Lots of us were not allowed to use offices because they are down narrow one-way corridors, or because they are small and shared with other people, not very far apart. We had to book limited other spaces on campus to work there.
Like @DelBocaVista I am frustrated by this thread. This year, I've spent ££££ on office equipment and faster wifi, I've worked through most weekends, I've replied in supportive detail to the hundreds of student emails that come in, and about one in 100 will even bother to acknowledge my response. I've worked so hard to pivot online and on campus as a moments' notice, and back again. I've been stressed and I've missed my kids. I've offered endless extra support sessions, which they don't turn up to. I've taught to a black blank screen and tried to keep the energy levels up even though I can't see anyone and they won't speak.
While I was teaching on campus which was apparently central to students' wellbeing, numbers were appalling. When tiers came in, we were flooded with emails from students saying they were going home to their families for their mental health, and please could we go online to support them in that. When lockdown happened, even more just upped and left, again citing their mental health in most cases. We kept on offering on campus teaching. Even when it was the only thing we were leaving the house for.

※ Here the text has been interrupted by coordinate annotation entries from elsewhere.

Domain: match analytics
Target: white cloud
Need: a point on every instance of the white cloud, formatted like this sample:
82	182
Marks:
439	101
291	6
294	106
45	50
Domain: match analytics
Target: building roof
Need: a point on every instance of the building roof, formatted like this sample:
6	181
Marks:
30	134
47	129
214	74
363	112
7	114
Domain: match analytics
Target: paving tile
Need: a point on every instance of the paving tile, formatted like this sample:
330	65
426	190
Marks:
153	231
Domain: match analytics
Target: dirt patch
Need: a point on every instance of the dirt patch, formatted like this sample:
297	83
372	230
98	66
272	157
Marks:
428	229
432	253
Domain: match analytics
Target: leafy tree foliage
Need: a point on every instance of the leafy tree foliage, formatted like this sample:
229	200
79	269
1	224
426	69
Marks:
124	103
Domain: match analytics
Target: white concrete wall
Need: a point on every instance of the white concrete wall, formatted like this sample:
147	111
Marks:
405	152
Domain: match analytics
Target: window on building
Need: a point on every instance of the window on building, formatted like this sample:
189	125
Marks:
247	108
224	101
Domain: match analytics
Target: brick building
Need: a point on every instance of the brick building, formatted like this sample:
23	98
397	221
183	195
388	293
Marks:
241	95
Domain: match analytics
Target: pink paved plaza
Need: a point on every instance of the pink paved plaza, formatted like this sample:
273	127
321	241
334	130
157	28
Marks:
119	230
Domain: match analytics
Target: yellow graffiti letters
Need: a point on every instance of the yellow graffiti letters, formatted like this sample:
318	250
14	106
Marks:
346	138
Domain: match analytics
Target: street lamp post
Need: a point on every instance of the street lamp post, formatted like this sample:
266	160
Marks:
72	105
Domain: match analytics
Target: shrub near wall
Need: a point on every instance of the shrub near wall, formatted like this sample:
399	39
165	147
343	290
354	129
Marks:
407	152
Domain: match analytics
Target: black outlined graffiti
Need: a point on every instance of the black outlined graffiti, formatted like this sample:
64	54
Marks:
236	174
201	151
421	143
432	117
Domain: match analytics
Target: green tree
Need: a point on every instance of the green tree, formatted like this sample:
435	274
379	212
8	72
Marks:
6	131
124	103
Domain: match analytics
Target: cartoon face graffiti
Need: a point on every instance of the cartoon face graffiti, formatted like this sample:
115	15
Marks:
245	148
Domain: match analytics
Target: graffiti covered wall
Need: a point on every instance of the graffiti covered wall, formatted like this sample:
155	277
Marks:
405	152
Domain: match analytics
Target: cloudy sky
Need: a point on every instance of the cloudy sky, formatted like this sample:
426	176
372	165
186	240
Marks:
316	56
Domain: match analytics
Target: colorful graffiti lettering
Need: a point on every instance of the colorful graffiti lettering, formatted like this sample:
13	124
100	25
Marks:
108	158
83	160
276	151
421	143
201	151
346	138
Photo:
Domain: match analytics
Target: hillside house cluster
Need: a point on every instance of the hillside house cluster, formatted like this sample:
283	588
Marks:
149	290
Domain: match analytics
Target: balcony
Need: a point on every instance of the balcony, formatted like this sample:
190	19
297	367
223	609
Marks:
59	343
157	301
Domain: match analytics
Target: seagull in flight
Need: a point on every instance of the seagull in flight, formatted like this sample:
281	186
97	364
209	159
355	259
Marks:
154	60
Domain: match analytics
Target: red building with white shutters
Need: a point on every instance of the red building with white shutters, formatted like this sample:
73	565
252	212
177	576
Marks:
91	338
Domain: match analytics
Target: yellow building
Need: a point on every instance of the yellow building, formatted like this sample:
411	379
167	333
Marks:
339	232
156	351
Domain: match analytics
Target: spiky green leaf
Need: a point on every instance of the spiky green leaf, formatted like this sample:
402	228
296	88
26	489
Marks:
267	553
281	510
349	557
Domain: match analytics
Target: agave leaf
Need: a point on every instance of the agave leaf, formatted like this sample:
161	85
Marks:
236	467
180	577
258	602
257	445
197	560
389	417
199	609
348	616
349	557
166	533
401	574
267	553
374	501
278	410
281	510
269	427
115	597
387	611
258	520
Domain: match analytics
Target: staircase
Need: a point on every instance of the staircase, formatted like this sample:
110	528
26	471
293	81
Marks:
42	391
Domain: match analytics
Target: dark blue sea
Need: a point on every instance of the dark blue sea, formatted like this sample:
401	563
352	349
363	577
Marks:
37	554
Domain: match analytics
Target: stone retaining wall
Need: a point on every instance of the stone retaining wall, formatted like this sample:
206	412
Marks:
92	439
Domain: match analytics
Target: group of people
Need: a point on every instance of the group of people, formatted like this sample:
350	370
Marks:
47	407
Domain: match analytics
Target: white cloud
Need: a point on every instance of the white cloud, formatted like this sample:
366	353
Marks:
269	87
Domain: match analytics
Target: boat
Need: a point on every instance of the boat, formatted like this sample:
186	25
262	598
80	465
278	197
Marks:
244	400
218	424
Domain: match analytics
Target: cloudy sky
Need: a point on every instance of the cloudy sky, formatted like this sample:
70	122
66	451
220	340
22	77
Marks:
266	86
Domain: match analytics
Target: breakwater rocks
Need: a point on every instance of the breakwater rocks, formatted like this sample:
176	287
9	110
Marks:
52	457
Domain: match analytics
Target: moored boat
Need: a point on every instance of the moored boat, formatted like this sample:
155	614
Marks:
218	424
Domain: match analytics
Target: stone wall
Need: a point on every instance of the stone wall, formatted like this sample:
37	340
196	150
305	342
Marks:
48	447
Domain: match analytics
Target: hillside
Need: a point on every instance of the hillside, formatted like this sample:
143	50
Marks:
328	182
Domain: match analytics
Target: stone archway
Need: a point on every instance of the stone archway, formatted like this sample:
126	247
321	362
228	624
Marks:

And through all this, all we hear is how shit we are. Everything we say gets this AHA response, everything we do was wrong, every instance of students not engaging is because we failed to care enough - they apparently have 0 agency in anything. Unworkable and ill-informed suggestions of what we could do better are presented like gotchas and when we explain why they won't work that's further evidence of how little we care and how we apparently want to stay at home for the sake of it.